Лера обнимает Лину одной рукой и кладет голову на плечо в безмолвной поддержке. Боль в темно-серых, практически черных глазах Эвелины отзывается и в моем сердце. Она его любила. Этого Женю. Да и сейчас, скорее всего, все еще любит.
– Вы не общаетесь сейчас? – спрашиваю, замечая в омуте грусти еще и некую борьбу.
– Как же… Он написывает ей с конца лета, – недовольно отвечает Лерка.
– Я не хочу с ним общаться. Он же сам меня бросил. Думал, что я буду сидеть и ждать его? Пока он отдохнет и нагуляется? Как бы не так… – Лина переводит взгляд на колышущиеся ветви дубов, а потом с тоской глядит на баскетбольную площадку.
– А что Зимин? Вы так удивились, когда я сказала, что общаюсь с ним.
– Зимин? Да ничего такого, просто он всегда был каким-то недоступным. Что-то вроде принца местного разлива. За последний год я мало что слышала о нем, – отвечает Лина.
– Да и я тоже, – подключается Лера. – Но пока он был капитаном, все девчонки вешались на него только так.
– Был? – удивленно выпаливаю.
– Ага. После смерти Миши он и его заместитель первые покинули команду, – объясняет Лина.
– Кто был его заместителем? – уже и сама догадываюсь, но все равно решаю убедиться наверняка.

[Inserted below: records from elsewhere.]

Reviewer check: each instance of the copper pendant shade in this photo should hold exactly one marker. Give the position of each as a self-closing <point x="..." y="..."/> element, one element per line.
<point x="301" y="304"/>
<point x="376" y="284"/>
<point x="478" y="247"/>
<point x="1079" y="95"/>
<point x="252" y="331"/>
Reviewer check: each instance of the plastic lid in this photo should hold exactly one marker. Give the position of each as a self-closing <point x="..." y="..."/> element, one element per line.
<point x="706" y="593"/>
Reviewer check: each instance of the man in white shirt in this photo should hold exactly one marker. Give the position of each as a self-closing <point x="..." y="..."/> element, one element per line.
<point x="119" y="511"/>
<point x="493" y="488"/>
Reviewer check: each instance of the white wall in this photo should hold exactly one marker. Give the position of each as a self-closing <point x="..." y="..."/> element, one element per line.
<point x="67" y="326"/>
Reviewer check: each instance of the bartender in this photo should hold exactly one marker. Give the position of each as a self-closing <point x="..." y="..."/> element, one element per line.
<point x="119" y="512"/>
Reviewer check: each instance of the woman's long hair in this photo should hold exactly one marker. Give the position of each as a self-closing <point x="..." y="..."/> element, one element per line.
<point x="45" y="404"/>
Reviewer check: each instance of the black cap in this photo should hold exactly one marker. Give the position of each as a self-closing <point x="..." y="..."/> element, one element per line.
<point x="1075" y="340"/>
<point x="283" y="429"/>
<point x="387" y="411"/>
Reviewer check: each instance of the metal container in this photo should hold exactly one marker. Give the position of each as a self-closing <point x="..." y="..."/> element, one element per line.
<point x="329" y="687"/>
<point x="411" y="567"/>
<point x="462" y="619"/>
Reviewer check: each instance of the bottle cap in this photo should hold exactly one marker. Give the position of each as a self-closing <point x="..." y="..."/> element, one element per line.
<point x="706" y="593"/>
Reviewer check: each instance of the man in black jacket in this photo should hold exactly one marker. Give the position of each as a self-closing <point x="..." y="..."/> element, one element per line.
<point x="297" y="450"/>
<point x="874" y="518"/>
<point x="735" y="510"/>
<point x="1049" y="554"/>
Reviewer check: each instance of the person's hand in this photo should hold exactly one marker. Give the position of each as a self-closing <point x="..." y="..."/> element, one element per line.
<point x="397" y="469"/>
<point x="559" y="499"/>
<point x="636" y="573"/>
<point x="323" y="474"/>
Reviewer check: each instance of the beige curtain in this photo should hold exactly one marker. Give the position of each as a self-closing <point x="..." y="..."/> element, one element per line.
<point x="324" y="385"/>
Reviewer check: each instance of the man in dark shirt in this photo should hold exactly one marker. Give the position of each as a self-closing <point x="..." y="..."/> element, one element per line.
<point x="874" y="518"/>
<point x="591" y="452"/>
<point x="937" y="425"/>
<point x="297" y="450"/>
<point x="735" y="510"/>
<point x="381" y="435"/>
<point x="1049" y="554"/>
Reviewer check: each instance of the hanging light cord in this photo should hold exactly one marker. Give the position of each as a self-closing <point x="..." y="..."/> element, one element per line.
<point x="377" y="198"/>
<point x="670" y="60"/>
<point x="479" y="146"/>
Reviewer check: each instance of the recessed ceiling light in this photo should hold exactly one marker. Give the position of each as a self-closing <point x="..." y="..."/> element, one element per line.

– Саша Морев. Он был вторым капитаном, когда мы играли в волейбол на физре. Помнишь? Кстати, – Лерка подпрыгивает на месте, будто ее что-то кольнуло. – Дима тогда назвал тебя по имени. Вы уже общались на тот момент?
– Нет, просто мы… Мы учились в одной школе.

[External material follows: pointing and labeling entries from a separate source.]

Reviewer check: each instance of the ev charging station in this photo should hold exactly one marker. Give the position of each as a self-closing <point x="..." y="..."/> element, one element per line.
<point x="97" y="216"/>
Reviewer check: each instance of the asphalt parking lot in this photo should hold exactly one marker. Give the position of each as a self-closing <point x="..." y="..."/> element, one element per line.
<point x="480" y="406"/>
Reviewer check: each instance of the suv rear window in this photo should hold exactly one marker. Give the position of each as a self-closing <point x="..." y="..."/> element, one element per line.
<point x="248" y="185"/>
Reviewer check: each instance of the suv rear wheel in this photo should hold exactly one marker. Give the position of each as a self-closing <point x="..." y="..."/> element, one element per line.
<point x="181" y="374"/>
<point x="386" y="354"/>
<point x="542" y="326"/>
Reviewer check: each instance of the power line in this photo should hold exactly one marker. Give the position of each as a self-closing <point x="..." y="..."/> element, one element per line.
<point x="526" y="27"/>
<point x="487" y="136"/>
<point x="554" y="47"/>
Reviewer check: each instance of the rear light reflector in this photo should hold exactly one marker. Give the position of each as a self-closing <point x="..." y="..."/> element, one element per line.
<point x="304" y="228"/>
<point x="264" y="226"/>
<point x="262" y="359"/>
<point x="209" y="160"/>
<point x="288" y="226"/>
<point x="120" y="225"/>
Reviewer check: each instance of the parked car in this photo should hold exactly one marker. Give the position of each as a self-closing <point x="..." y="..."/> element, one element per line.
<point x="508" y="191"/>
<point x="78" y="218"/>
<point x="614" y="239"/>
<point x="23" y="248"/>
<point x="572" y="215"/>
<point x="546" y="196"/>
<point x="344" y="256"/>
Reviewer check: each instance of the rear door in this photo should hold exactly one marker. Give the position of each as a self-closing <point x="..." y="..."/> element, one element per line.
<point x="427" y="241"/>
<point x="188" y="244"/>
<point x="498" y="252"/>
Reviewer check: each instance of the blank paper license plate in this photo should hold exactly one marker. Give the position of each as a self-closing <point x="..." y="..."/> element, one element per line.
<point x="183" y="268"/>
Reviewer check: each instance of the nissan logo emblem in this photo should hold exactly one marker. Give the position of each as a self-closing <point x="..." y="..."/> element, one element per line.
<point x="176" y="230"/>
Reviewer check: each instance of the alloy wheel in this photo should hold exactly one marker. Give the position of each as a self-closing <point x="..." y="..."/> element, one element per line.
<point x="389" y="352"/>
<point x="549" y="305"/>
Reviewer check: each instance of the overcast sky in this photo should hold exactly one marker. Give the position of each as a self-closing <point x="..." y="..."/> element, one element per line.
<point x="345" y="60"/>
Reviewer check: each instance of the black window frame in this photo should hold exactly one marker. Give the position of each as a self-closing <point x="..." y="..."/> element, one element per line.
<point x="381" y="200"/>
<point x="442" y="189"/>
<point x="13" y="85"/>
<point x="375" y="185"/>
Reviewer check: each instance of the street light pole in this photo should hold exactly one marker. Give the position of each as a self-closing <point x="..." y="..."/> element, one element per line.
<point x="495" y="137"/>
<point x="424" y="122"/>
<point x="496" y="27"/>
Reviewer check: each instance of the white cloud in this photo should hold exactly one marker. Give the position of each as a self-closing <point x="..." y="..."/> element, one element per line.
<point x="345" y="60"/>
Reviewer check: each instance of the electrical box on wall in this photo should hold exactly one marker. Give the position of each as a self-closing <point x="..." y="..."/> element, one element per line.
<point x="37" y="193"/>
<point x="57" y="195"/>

– Так это воссоединение после долгих лет разлуки? – спрашивает Лера, умиленно хлопая глазками.
– Значит и Мишу ты знала? Он же учился вместе с Зимой и Мором, – вопрос Лины будто удар молотка по пальцам.
Миша? Напрягаю память, которая очень слабо воспринимает имена и фамилии. Миша Леванов… Вспомнила! Такой щупленький и низенький мальчик в очках. Он был в одном классе с Сашей и Димой или в параллельном. Тут уж точно не помню. Как же я сразу его не узнала? Наверное, сложно было сопоставить худощавого очкарика и рослого красивого парня, которого я видела на фото. Нельзя сказать, что мы были с ним знакомыми, скорее просто знали о существовании друг друга, только и всего. Но все равно позвоночник охватывает неприятное чувство, заставляющее выпрямить спину против воли, чтобы от него избавиться.
– Мы не были знакомы, – тихо произношу я, утопая в собственных мыслях.
– Нам пора идти, а то опоздаем и придется слушать сорокаминутную лекцию о пунктуальности, – Лерка вовремя разряжает обстановку своей нерушимой и немного детской непосредственностью.
Рада, что этот разговор окончен. И так многое придется переварить, прежде чем получится прийти в себя.